Figure 5: Occupational premiums among university graduates

Figure 5: Occupational premiums among university graduates

Source: Labor Force Survey (LFS) Sri Lanka 2010-2015.

Note: Includes 15-65 year olds, all sectors, tertiary graduates only. Results from a Mincer-like equation, but with occupational dummies instead of education. Controls include potential labor market experience and its square term, labor market cohort dummies, a gender dummy and a dummy for having a post-graduate degree. The whiskers correspond to the 95% confidence intervals. The dependent variable is the log of the real hourly wage.

CONCLUSIONS AND POLICY DISCUSSION
Using data from the Labor Force Survey of Sri Lanka (2010-2015), we study the claim that skill gaps resulting from the restrictive tertiary education system of Sri Lanka present a serious challenge to the economic competitiveness of Sri Lanka. Theoretically, skill gaps can restrain companies’ choice of employees, both in terms of numbers and quality. There are two straightforward tests that we perform in order to see whether such skill gaps exist. First, we check if college graduates have an easy time finding jobs in Sri Lanka, and second, we measure the returns to their college degrees. We expect that employment rates are high and returns to education are high for degrees that are in short supply. We find that this is the case only with a subset of occupations/educational fields at the university level: ICT professionals and technicians, managers and executives, business and administration professionals, science and engineering professionals, and health professionals. The majority of these are employed in the private sector where, the returns to a college degree are high. However, the private sector only employs 23% of all university graduates, while the public sector (government and semi-government) employ the other 77%. The public sector pays 40% less than the private sector wages paid to university graduates on average. Unless the public sector vastly compensates for this wage differential with more generous fringe benefits and higher job security, we have to conclude that we only find evidence for skill gaps in a fraction of Sri Lanka’s college majors listed above.

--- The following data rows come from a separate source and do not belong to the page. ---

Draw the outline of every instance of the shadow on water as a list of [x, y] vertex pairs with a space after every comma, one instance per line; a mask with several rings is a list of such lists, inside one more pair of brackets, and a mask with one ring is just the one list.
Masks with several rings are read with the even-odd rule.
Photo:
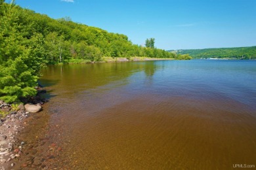
[[43, 87], [49, 87], [53, 85], [56, 85], [57, 83], [60, 82], [59, 80], [49, 80], [49, 79], [44, 79], [41, 78], [39, 80], [38, 82]]

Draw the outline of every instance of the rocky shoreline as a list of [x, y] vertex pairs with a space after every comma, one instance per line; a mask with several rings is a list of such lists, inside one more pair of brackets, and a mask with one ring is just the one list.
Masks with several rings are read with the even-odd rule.
[[[26, 99], [29, 102], [25, 105], [11, 105], [0, 100], [0, 111], [8, 113], [0, 117], [0, 169], [5, 170], [16, 165], [15, 160], [22, 154], [26, 143], [19, 141], [18, 135], [25, 128], [27, 118], [32, 114], [39, 112], [45, 99], [41, 99], [40, 94], [45, 90], [37, 90], [36, 97]], [[8, 168], [8, 169], [7, 169]]]

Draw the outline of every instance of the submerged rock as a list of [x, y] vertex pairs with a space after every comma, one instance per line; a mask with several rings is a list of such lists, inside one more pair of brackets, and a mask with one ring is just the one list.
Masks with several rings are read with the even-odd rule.
[[25, 105], [26, 110], [30, 112], [38, 112], [42, 109], [42, 107], [40, 105]]

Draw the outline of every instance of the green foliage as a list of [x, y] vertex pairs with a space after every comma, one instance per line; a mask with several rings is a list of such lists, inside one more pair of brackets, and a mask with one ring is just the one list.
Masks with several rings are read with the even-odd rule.
[[18, 104], [18, 103], [12, 103], [11, 105], [12, 110], [14, 110], [14, 111], [18, 111], [19, 110], [19, 109], [18, 109], [19, 105], [20, 105], [20, 104]]
[[103, 61], [103, 57], [174, 58], [154, 47], [133, 43], [122, 34], [108, 33], [59, 20], [0, 0], [0, 99], [14, 102], [35, 95], [41, 68], [45, 64]]
[[11, 4], [4, 9], [0, 18], [0, 99], [11, 103], [36, 94], [41, 64], [37, 46], [32, 46], [19, 31], [18, 8]]
[[5, 118], [9, 114], [8, 112], [5, 112], [0, 110], [0, 117]]
[[188, 54], [179, 54], [177, 56], [177, 59], [180, 60], [191, 60], [192, 59], [192, 58]]
[[256, 46], [181, 50], [178, 54], [189, 54], [193, 58], [256, 59]]

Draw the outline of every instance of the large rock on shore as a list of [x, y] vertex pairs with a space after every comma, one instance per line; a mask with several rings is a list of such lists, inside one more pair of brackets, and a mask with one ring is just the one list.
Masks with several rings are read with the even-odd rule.
[[42, 107], [39, 104], [37, 105], [26, 104], [25, 109], [26, 110], [29, 112], [38, 112], [39, 111], [41, 110], [41, 109], [42, 109]]

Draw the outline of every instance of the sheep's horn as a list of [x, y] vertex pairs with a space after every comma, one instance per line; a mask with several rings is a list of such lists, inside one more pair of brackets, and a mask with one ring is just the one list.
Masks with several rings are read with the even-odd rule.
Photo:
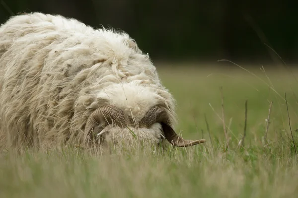
[[170, 121], [166, 110], [159, 106], [155, 106], [149, 110], [140, 121], [140, 127], [149, 128], [155, 123], [160, 123], [165, 138], [176, 147], [189, 147], [206, 142], [205, 139], [195, 141], [184, 140], [178, 136], [170, 127]]
[[125, 128], [133, 122], [132, 118], [119, 108], [110, 105], [104, 106], [96, 109], [90, 115], [85, 127], [85, 134], [86, 137], [92, 137], [90, 133], [91, 130], [95, 126], [103, 124], [114, 123], [119, 127]]

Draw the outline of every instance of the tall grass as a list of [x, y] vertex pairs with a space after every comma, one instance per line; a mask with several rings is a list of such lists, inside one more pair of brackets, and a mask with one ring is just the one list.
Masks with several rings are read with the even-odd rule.
[[163, 152], [146, 145], [106, 154], [75, 147], [4, 151], [0, 197], [296, 198], [298, 165], [284, 96], [298, 144], [298, 73], [265, 69], [158, 67], [177, 99], [176, 131], [207, 142]]

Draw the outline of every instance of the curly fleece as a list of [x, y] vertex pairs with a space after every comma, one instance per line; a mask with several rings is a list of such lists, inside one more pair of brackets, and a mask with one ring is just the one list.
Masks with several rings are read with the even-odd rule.
[[[125, 33], [41, 13], [0, 28], [0, 147], [80, 144], [99, 107], [114, 105], [137, 121], [157, 104], [174, 123], [172, 95]], [[143, 129], [135, 133], [155, 141], [162, 135], [158, 124]], [[122, 131], [121, 138], [131, 136]]]

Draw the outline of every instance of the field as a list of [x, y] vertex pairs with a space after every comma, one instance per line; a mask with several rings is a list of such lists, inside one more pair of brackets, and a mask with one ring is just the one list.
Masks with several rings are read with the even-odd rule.
[[110, 155], [78, 148], [3, 151], [0, 197], [297, 197], [297, 71], [157, 68], [177, 100], [176, 131], [206, 143], [165, 153], [140, 148]]

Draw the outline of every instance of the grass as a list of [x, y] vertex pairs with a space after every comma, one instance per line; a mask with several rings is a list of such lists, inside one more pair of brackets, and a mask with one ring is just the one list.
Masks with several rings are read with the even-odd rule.
[[[169, 65], [158, 69], [177, 100], [176, 131], [188, 139], [203, 136], [207, 142], [164, 153], [141, 147], [110, 155], [71, 148], [21, 154], [2, 152], [0, 197], [297, 197], [298, 165], [284, 99], [286, 92], [297, 147], [298, 82], [293, 75], [285, 69], [250, 69], [257, 77], [236, 66], [202, 69]], [[293, 73], [298, 77], [297, 72]], [[238, 143], [244, 130], [246, 99], [242, 147]]]

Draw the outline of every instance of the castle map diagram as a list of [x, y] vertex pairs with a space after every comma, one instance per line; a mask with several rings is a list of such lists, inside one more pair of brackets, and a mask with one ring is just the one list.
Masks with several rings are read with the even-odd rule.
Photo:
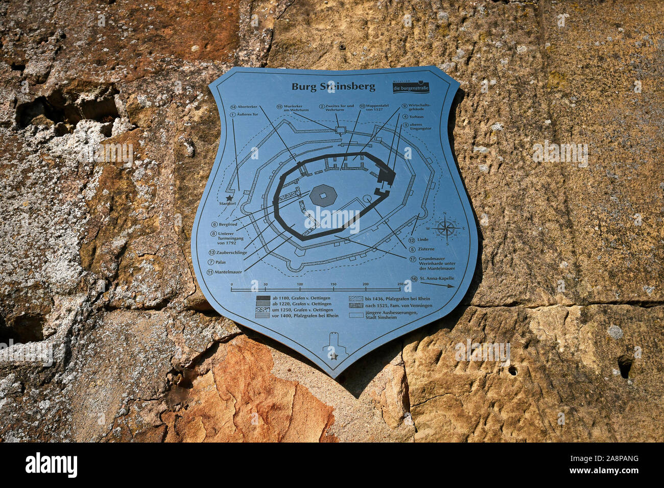
[[434, 66], [233, 68], [210, 88], [216, 159], [192, 231], [221, 315], [333, 378], [449, 313], [477, 258]]

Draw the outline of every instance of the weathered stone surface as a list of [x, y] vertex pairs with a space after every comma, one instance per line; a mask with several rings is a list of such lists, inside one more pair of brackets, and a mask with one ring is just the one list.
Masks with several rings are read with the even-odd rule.
[[[664, 3], [3, 3], [0, 343], [29, 344], [0, 350], [0, 438], [664, 440]], [[192, 273], [207, 85], [234, 64], [461, 82], [475, 284], [339, 382], [219, 317]], [[546, 141], [587, 165], [534, 160]], [[131, 161], [81, 157], [100, 143]], [[459, 361], [469, 340], [509, 364]], [[17, 360], [35, 345], [50, 366]]]

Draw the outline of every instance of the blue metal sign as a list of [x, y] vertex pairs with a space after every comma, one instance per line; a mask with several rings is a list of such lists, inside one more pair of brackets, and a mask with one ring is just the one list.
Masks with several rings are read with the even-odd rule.
[[203, 293], [333, 378], [449, 313], [477, 255], [434, 66], [233, 68], [210, 85], [219, 149], [194, 222]]

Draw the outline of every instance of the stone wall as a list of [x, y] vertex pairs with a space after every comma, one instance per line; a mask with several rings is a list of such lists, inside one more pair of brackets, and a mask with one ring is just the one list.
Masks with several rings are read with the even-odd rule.
[[[0, 4], [0, 343], [27, 343], [0, 351], [0, 438], [664, 440], [663, 13]], [[334, 381], [198, 287], [191, 229], [220, 130], [207, 84], [235, 65], [430, 64], [461, 83], [481, 266], [453, 314]], [[100, 143], [133, 161], [80, 157]], [[587, 144], [587, 161], [535, 161], [546, 143]], [[509, 364], [457, 361], [468, 339], [509, 343]], [[51, 365], [11, 361], [35, 345]]]

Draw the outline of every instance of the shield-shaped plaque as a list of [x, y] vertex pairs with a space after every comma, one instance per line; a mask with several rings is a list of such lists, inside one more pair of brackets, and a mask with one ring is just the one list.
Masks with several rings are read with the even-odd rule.
[[191, 238], [210, 305], [333, 378], [449, 313], [477, 254], [448, 138], [458, 87], [434, 66], [212, 83], [221, 137]]

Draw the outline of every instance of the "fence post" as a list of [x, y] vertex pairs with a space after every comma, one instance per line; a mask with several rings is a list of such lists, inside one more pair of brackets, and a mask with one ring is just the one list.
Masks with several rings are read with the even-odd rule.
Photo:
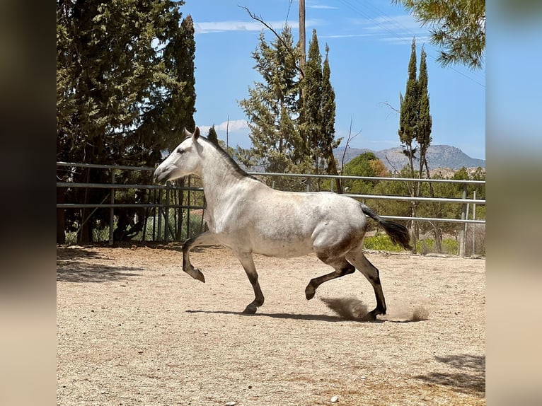
[[[115, 184], [115, 169], [111, 169], [111, 185]], [[115, 189], [111, 189], [110, 192], [111, 204], [115, 204]], [[113, 227], [115, 226], [115, 208], [111, 207], [109, 209], [109, 245], [113, 245]]]
[[162, 238], [162, 210], [163, 209], [163, 207], [162, 205], [162, 192], [163, 190], [163, 189], [158, 189], [158, 240], [160, 240], [160, 238]]
[[186, 208], [186, 238], [190, 238], [190, 186], [192, 186], [192, 176], [188, 177], [188, 199]]
[[[473, 199], [476, 199], [476, 191], [475, 190], [473, 194]], [[476, 204], [473, 203], [473, 220], [476, 219]], [[476, 223], [473, 223], [473, 252], [472, 255], [474, 255], [476, 253]]]
[[163, 239], [168, 242], [168, 233], [169, 233], [169, 192], [171, 188], [171, 183], [168, 181], [166, 184], [166, 214], [164, 215], [163, 225]]
[[[467, 198], [467, 184], [463, 183], [463, 195], [461, 195], [461, 198], [466, 199]], [[461, 209], [461, 220], [465, 220], [465, 216], [466, 214], [466, 207], [467, 205], [463, 203], [462, 204], [463, 209]], [[464, 224], [466, 225], [466, 223]], [[459, 256], [463, 257], [465, 256], [465, 227], [461, 227], [461, 231], [459, 231]]]

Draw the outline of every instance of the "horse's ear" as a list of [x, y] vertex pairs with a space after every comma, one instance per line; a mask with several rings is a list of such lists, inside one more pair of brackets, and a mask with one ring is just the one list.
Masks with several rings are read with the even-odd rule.
[[194, 134], [192, 134], [192, 139], [195, 141], [198, 138], [200, 138], [200, 127], [197, 127], [196, 129], [194, 130]]

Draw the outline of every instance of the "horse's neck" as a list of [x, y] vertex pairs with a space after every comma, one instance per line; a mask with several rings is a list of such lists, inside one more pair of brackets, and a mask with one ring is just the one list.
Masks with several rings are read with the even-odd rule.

The Vision 2025 of the Government of Sri Lanka (GoSL) envisages an expansion of the tertiary education system. Our findings inform that, when doing so, GoSL should focus on the expansion of particular college majors, and not on the general expansion of the higher education system. Increasing the access to ICT, managerial, engineering, business and healthcare professions in particular would benefit the Sri Lankan economy as it will expand the companies’ choice of workers and enable them to grow faster that they can do now.

A question to explore further is whether the scope of this expansion should go beyond the system of higher education, and include the system of vocational training and secondary education. Previous research (Dundar et al. 2017) has shown that the capacity of science and engineering education at the tertiary level is restricted by the low capacity of the secondary education to equip the students with the basics of science, meaning that the expansion of tertiary education in these fields will need to be accompanied by expansion of science education at the secondary level. Moreover, Sri Lanka has a well-developed system of vocational training and it is worthwhile exploring whether the TVET could partially help bridge some of these gaps with strong participation of the private sector that is facing the skill shortages.

Finally, like most developing economies, Sri Lanka faces significant brain drain. Sri Lanka is a net exporter of many professions including engineers and engineering technicians (Growth Lab at CID 2018). Although Sri Lanka pays high wages for engineers relative to other professions in the country, Sri Lanka does not pay internationally competitive wages for their professionals. The salary of a mid-level engineer in Colombo for instance was among the lowest in Asia and Oceania in 2012 (JETRO 2013) – about half of what a mid-level engineer is paid in Beijing and only 16% of what the equivalent engineer is paid in Singapore. However, Sri Lanka does not have a choice but to further expand the supply of shortage professions. Only a supply push can help the existing industry expand and potentially attract further capital investments, including foreign investments in Sri Lanka.